Questa attenzione è sicuramente positiva perché contribuisce ad aumentare la conoscenza e a sensibilizzare sempre più persone sul fenomeno. Tuttavia, quando si affronta un tema così complesso senza essersi prima adeguatamente informati, è molto facile cadere in errore, risultare superficiali, o fare della vera e propria disinformazione.

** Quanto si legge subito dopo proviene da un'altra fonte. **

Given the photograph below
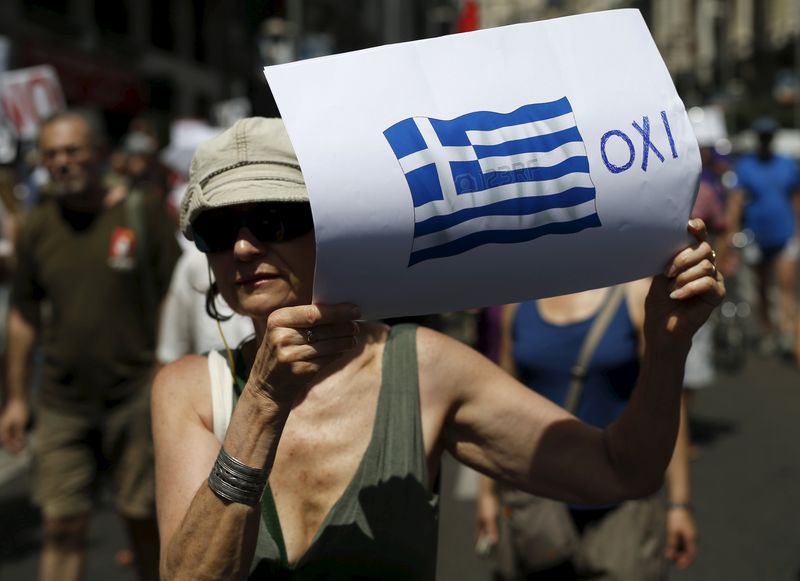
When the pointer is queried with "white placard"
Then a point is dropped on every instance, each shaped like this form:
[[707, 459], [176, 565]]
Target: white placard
[[492, 166]]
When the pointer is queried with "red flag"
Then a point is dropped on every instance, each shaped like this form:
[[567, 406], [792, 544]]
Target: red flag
[[468, 19]]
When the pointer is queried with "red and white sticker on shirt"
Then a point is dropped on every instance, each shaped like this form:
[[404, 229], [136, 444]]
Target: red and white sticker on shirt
[[122, 251]]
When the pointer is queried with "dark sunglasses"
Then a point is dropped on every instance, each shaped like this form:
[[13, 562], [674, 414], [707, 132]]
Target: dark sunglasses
[[217, 230]]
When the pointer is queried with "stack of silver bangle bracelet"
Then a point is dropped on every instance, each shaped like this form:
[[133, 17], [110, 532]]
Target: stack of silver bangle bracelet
[[232, 480]]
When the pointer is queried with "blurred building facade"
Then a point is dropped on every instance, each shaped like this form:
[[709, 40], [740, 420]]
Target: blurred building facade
[[742, 54], [178, 58]]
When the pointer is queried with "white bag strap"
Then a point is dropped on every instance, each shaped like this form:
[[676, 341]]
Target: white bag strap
[[221, 393]]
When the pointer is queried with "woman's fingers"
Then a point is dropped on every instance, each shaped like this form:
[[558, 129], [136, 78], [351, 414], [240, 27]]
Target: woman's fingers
[[304, 339], [307, 316], [689, 257]]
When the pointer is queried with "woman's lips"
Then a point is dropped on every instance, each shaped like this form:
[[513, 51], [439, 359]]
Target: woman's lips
[[257, 279]]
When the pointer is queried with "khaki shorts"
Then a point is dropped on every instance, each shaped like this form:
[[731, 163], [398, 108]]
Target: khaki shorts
[[73, 454]]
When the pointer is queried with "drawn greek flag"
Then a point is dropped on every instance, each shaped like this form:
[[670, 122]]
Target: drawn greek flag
[[494, 178]]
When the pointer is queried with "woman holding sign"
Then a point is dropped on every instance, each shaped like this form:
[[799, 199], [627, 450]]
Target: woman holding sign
[[327, 465]]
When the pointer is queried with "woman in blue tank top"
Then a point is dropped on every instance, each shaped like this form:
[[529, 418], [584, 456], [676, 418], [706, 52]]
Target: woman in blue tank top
[[540, 344]]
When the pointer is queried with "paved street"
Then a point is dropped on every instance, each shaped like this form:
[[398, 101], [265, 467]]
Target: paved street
[[746, 481]]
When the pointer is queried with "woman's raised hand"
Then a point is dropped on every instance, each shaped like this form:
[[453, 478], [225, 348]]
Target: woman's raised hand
[[682, 299], [299, 343]]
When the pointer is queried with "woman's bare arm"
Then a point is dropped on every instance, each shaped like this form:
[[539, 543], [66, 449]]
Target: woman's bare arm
[[202, 536], [505, 430]]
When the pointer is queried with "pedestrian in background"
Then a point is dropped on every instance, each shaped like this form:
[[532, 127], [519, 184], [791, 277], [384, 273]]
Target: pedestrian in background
[[582, 351], [92, 266], [767, 202]]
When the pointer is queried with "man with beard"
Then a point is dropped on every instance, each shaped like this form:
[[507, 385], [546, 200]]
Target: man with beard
[[93, 264]]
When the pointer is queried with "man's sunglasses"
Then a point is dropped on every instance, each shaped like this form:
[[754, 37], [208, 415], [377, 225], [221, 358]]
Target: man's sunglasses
[[218, 230]]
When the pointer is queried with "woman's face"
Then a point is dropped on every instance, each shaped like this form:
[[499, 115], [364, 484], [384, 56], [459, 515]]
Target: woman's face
[[257, 276]]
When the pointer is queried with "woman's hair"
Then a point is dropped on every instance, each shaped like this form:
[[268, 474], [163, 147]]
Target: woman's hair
[[211, 304]]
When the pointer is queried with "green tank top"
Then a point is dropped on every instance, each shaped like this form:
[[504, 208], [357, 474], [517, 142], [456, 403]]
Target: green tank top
[[385, 524]]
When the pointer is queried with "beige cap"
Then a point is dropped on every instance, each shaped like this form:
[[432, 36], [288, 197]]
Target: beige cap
[[253, 161]]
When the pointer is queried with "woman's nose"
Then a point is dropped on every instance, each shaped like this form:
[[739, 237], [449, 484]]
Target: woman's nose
[[247, 245]]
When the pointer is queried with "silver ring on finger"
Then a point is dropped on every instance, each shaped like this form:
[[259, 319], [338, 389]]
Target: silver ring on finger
[[714, 263]]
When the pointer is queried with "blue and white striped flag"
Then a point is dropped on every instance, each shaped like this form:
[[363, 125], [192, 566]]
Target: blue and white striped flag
[[488, 177]]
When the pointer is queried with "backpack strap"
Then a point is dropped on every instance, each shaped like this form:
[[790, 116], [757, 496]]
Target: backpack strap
[[590, 342], [221, 393]]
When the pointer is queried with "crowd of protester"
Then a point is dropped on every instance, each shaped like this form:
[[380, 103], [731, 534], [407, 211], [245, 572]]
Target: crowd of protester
[[106, 283]]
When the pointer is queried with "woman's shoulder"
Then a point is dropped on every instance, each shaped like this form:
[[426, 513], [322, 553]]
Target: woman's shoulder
[[183, 383]]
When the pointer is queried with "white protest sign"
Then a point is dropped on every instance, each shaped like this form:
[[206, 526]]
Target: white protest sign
[[492, 166], [30, 96]]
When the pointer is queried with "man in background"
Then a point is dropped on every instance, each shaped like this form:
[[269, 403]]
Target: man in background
[[767, 202], [92, 266]]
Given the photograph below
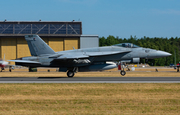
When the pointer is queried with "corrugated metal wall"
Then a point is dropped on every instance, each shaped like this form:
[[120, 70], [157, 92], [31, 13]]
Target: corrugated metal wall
[[70, 43], [14, 48]]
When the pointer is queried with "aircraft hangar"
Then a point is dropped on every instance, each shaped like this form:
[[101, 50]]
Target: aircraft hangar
[[58, 35]]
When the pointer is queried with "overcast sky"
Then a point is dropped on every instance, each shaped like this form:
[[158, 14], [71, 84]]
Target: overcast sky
[[123, 18]]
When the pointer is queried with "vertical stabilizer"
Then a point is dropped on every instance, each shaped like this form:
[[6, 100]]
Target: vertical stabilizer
[[37, 46]]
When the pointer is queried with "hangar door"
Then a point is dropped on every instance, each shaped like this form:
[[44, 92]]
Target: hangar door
[[8, 48], [56, 44]]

Sempre più spesso l’hikikomori viene scambiato con patologie con cui non ha nulla a che fare, generando una grande confusione intorno al fenomeno e, di fatto, impedendo a coloro si trovano in questa condizione di identificarsi.

Per questo motivo, prima di capire cos’è l’hikikomori, è importante stabilire cosa NON è l’hikikomori.


L’hikikomori non è dipendenza da internet


Come ribadito più volte in questo blog, l'utilizzo del web da parte degli hikikomori è da intendersi come una conseguenza dell'isolamento e non come una causa (ne ho parlato approfonditamente qui).

Il fenomeno è scoppiato in Giappone ben prima della diffusione del personal computer. Questo significa che prima che esistesse internet l'isolamento degli hikikomori era totale. Da questo punto di vista l'utilizzo del web può essere interpretato come un fattore positivo in quanto consente ai ragazzi di continuare a coltivare delle relazioni sociali che altrimenti non avrebbero.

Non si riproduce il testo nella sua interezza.